Le brutal corps-à-corps s'achève. Au milieu des cadavres de chevaliers teutoniques, Alexandre Nevski brandit son épée et rugit en regardant les morts: "Cette terre était russe, elle l'est toujours, et elle le restera!"
Ce jour-là, les guerriers sont des acteurs en cotte de mailles, des amateurs d'histoire réunis pour une reconstitution dans le village russe de Samolva, au bord du lac des Tchoudes, partagé entre la Russie et l'Estonie.
C'est sur ce lac, alors gelé, que le prince de Novgorod, Alexandre Nevski, a terrassé en avril 1242 les soldats de l'Ordre teutonique, originaires de l'actuelle Allemagne, qui entendaient conquérir la Russie médiévale pour la convertir au catholicisme.
Huit siècles plus tard, la figure de Nevski occupe une place importante dans l'imaginaire mobilisé par Vladimir Poutine pour justifier son offensive en Ukraine, présentée comme une mesure défensive pour protéger les russophones face au péril occidental.
- "Choix civilisationnel" -"Nous nous battons maintenant contre l'Europe comme l'ont fait nos ancêtres", déclare Oleg Iakhontov, un ancien parachutiste de 56 ans, le visage dégoulinant de sueur.
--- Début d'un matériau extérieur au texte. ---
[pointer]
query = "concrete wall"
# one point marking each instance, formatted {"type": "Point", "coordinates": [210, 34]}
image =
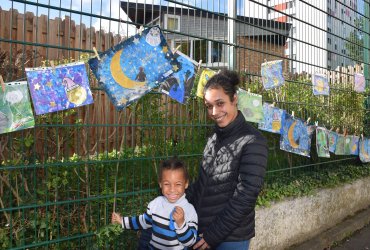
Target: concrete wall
{"type": "Point", "coordinates": [296, 220]}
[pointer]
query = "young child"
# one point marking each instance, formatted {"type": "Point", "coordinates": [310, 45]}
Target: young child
{"type": "Point", "coordinates": [173, 219]}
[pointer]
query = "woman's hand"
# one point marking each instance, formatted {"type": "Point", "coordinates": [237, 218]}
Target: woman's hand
{"type": "Point", "coordinates": [202, 244]}
{"type": "Point", "coordinates": [116, 218]}
{"type": "Point", "coordinates": [179, 216]}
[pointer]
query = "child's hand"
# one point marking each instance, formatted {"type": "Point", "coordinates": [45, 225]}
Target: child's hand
{"type": "Point", "coordinates": [116, 218]}
{"type": "Point", "coordinates": [179, 216]}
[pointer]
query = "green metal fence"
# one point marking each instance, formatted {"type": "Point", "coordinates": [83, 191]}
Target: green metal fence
{"type": "Point", "coordinates": [60, 180]}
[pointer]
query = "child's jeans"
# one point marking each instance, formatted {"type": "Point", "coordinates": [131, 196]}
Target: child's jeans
{"type": "Point", "coordinates": [236, 245]}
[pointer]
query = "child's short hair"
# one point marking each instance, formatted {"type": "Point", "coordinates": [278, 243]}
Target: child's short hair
{"type": "Point", "coordinates": [172, 164]}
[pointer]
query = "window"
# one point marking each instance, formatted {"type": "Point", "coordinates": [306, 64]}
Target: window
{"type": "Point", "coordinates": [172, 22]}
{"type": "Point", "coordinates": [207, 51]}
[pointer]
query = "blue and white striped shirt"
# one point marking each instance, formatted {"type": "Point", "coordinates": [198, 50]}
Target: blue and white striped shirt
{"type": "Point", "coordinates": [164, 235]}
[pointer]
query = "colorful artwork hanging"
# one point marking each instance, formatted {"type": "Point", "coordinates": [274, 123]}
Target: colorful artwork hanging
{"type": "Point", "coordinates": [354, 145]}
{"type": "Point", "coordinates": [272, 118]}
{"type": "Point", "coordinates": [272, 74]}
{"type": "Point", "coordinates": [134, 67]}
{"type": "Point", "coordinates": [55, 89]}
{"type": "Point", "coordinates": [179, 85]}
{"type": "Point", "coordinates": [320, 85]}
{"type": "Point", "coordinates": [15, 108]}
{"type": "Point", "coordinates": [339, 148]}
{"type": "Point", "coordinates": [296, 136]}
{"type": "Point", "coordinates": [250, 105]}
{"type": "Point", "coordinates": [364, 150]}
{"type": "Point", "coordinates": [203, 79]}
{"type": "Point", "coordinates": [359, 82]}
{"type": "Point", "coordinates": [333, 137]}
{"type": "Point", "coordinates": [347, 144]}
{"type": "Point", "coordinates": [322, 142]}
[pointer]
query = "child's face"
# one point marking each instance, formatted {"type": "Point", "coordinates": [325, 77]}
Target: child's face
{"type": "Point", "coordinates": [173, 184]}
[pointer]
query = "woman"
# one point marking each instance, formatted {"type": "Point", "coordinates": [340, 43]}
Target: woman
{"type": "Point", "coordinates": [231, 173]}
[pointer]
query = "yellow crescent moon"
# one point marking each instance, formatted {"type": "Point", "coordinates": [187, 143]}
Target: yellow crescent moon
{"type": "Point", "coordinates": [119, 76]}
{"type": "Point", "coordinates": [292, 142]}
{"type": "Point", "coordinates": [364, 153]}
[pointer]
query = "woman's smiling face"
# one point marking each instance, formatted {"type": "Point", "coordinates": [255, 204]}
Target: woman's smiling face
{"type": "Point", "coordinates": [219, 106]}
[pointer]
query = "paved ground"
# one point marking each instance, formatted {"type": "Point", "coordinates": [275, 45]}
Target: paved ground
{"type": "Point", "coordinates": [337, 238]}
{"type": "Point", "coordinates": [360, 240]}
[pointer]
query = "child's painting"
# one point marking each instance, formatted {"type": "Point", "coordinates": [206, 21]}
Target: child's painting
{"type": "Point", "coordinates": [179, 85]}
{"type": "Point", "coordinates": [320, 85]}
{"type": "Point", "coordinates": [296, 136]}
{"type": "Point", "coordinates": [359, 82]}
{"type": "Point", "coordinates": [322, 142]}
{"type": "Point", "coordinates": [134, 67]}
{"type": "Point", "coordinates": [272, 74]}
{"type": "Point", "coordinates": [333, 137]}
{"type": "Point", "coordinates": [364, 150]}
{"type": "Point", "coordinates": [15, 108]}
{"type": "Point", "coordinates": [339, 148]}
{"type": "Point", "coordinates": [354, 145]}
{"type": "Point", "coordinates": [203, 79]}
{"type": "Point", "coordinates": [60, 88]}
{"type": "Point", "coordinates": [347, 144]}
{"type": "Point", "coordinates": [250, 105]}
{"type": "Point", "coordinates": [272, 118]}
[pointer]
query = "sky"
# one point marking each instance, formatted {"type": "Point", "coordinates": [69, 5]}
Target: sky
{"type": "Point", "coordinates": [111, 8]}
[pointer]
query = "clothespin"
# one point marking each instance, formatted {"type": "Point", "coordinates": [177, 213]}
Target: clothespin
{"type": "Point", "coordinates": [96, 53]}
{"type": "Point", "coordinates": [141, 29]}
{"type": "Point", "coordinates": [2, 83]}
{"type": "Point", "coordinates": [175, 50]}
{"type": "Point", "coordinates": [199, 63]}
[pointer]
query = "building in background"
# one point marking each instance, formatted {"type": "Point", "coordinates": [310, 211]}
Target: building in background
{"type": "Point", "coordinates": [322, 32]}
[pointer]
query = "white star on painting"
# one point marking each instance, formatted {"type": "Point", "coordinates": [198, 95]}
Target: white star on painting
{"type": "Point", "coordinates": [37, 86]}
{"type": "Point", "coordinates": [136, 40]}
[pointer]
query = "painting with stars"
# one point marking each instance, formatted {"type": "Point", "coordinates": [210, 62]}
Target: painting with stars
{"type": "Point", "coordinates": [60, 88]}
{"type": "Point", "coordinates": [179, 85]}
{"type": "Point", "coordinates": [134, 67]}
{"type": "Point", "coordinates": [296, 136]}
{"type": "Point", "coordinates": [250, 105]}
{"type": "Point", "coordinates": [272, 74]}
{"type": "Point", "coordinates": [15, 108]}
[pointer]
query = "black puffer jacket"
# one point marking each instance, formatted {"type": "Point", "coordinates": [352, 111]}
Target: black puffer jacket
{"type": "Point", "coordinates": [230, 179]}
Armé d'un bouclier et d'une épée, il vient de se battre contre des guerriers teutoniques.
Vladislav Vassiliev, 23 ans, vient lui aussi de croiser le fer pour le spectacle. "Nevski symbolise la défense de la patrie et la victoire", résume ce gaillard encore tout essoufflé.
Autour de lui, quelques centaines de touristes sont venus en famille assister aux reconstitutions, sous un soleil éclatant, dans les odeurs de grillades et au son de groupes de rock qui se succèdent sur une scène.
La journée se termine par une démonstration de combats à l'arme blanche d'une troupe de cavaliers menée par un jeune acteur blond incarnant Alexandre Nevski.
En septembre 2021, Vladimir Poutine et le patriarche Kirill, le chef de l'Eglise orthodoxe russe, ont inauguré en personne, à quelques mètres de là, une imposante sculpture métallique représentant l'autoritaire prince de Novgorod et ses guerriers.
"La figure d'Alexandre Nevski est véritablement grandiose", avait déclaré le dirigeant russe, saluant un "brillant commandant militaire" mais aussi un "diplomate habile".
Car pour vaincre les Croisés, Alexandre Nevski avait choisi de collaborer avec la grande puissance de l'époque, les Mongols de la Horde d'Or, qui avaient dévasté et soumis une grande partie des principautés russes.
Selon le Kremlin, ce rapprochement décisif avec l'Asie a permis de sauver les traditions russes face à l'expansionnisme occidental.
"Son grand accomplissement, c'est son choix civilisationnel", affirme à l'AFP le prêtre orthodoxe Igor Fomine, 52 ans, présent aux reconstitutions. "Il a fait ce choix en privilégiant l'aspect spirituel, sa patrie, son peuple, sans choisir le confort."
Une orientation qui semble particulièrement d'actualité, alors que la Russie, sous sanctions massives de l'Occident pour son attaque en Ukraine, prône une grande amitié économique et politique avec la Chine.
- Poutine, le successeur -Même à l'époque soviétique, la figure héroïque de Nevski, pourtant un symbole religieux, a été instrumentalisée et gravée dans la mémoire collective grâce à un film de propagande de Sergueï Eisenstein, sorti en 1938.
Dans une scène célèbre, dont la véracité est jugée douteuse par les historiens, les combattants teutoniques, trop lourds, meurent noyés après avoir fait craquer la glace sur le lac des Tchoudes.
L'oeuvre, commandée par Staline, visait à mobiliser face à l'Allemagne nazie. Le film fut ensuite interdit après le pacte de non-agression entre l'URSS et Hitler, de 1939 à 1941, avant d'être à nouveau diffusé dès l'attaque du Troisième Reich contre Moscou.
Ce pacte fait partie des épisodes moins glorieux, comme les crimes de l'URSS, que le Kremlin cherche activement à minimiser en Russie, tout en réprimant ceux qui critiquent son interprétation de l'Histoire.
Le culte d'Alexandre Nevski s'inscrit dans cette politique de grandeur. Et pour la plupart des badauds interrogés lors des reconstitutions, le nom de son successeur ne fait aucun doute.
"Notre président poursuit cette oeuvre", affirme avec sérénité Oleg Davydov, un ingénieur de 52 ans. Pour lui, Vladimir Poutine incarne "la défense du pays, sa force, son assurance et sa sécurité".